A/B testing service for mobile apps Taplytics adds support for Android apps (the service was previously iOS-only) and an analytics product called Taplytics Insights (wuch gives customers key indicators like acquisition, engagement, cohort and retention analysis and activation analysis without any instrumentation). Service like Taplytics allow developers to test variations of their app interface and code, and to make those changes without going through the App Store approval and update process. (There are a number of other startups focused on mobile testing, including Apptimize — and Optimizely).


2014. Mobile analytics service Appsee gets $2M funding



Israeli startup Appsee, that offers an array of tools for measuring mobile app user behaviour, has topped up its funding by closing a modest $2 million series A round. Appsee has several unique features, including touch recording that tracks all touch gestures in each of an app’s screens and aggregates them into easily digestible heat maps, conversion funnels, and crash recordings that detect and record crash sessions automatically as well as provide crash logs. The goal of Appsee, of course, isn’t just to help developers improve the user experience based on the insights its analytics service can provide, but, in turn, to enable them to increase user engagement, retention and those potentially lucrative in-app purchases.


2014. Mixpanel adds mobile A/B testing to its analytics platform


Web and mobile analytics servise Mixpanel is launching a new feature today for mobile developers who want to test out different variations of their app.

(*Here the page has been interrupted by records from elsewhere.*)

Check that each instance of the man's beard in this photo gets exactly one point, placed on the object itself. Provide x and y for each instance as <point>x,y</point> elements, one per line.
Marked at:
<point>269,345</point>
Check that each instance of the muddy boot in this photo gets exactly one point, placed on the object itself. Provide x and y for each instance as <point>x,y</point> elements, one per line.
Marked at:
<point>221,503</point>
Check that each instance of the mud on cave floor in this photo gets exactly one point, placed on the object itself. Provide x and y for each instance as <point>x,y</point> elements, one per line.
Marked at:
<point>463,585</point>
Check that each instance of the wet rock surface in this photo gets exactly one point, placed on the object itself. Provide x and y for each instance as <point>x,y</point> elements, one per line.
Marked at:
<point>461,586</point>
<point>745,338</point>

Making changes to the app is pretty simple. If you want to move a button, just drag the button. And doing something a little more sophisticated, namely changing in-game physics, was still relatively quick. That simplicity is important, because marketers and product managers and non-engineers want to be able to use these products, too — if they have a promising idea, it’s easier if that don’t have to go through a developer to test it. In addition, the A/B testing service ties into Mixpanel’s analytics platform, particularly the data that focuses on individual users. That makes it easier to test changes with specific groups of users.


2014. Yahoo acquired mobile analytics service Flurry



Yahoo is buying Flurry, the mobile app analytics and advertising startup, with a price that could be anywhere between $200-$300M. Flurry works with some 170,000 developers, picking up data from 150 billion app sessions each month, to provide information to app publishers about their audiences, app usage and app performance, providing insights to improve how apps work. And to improve how apps make money. Flurry uses that data, for example, to power its advertising platform, which is used by brands to target specific audiences on apps in Flurry’s network, and by developers to monetise their apps with more relevant inventory. What Flurry can give to Yahoo is not just a boost in mobile advertising revenues, but, as Yahoo builds out its ad tech business, a more central role in how others are monetising and using mobile.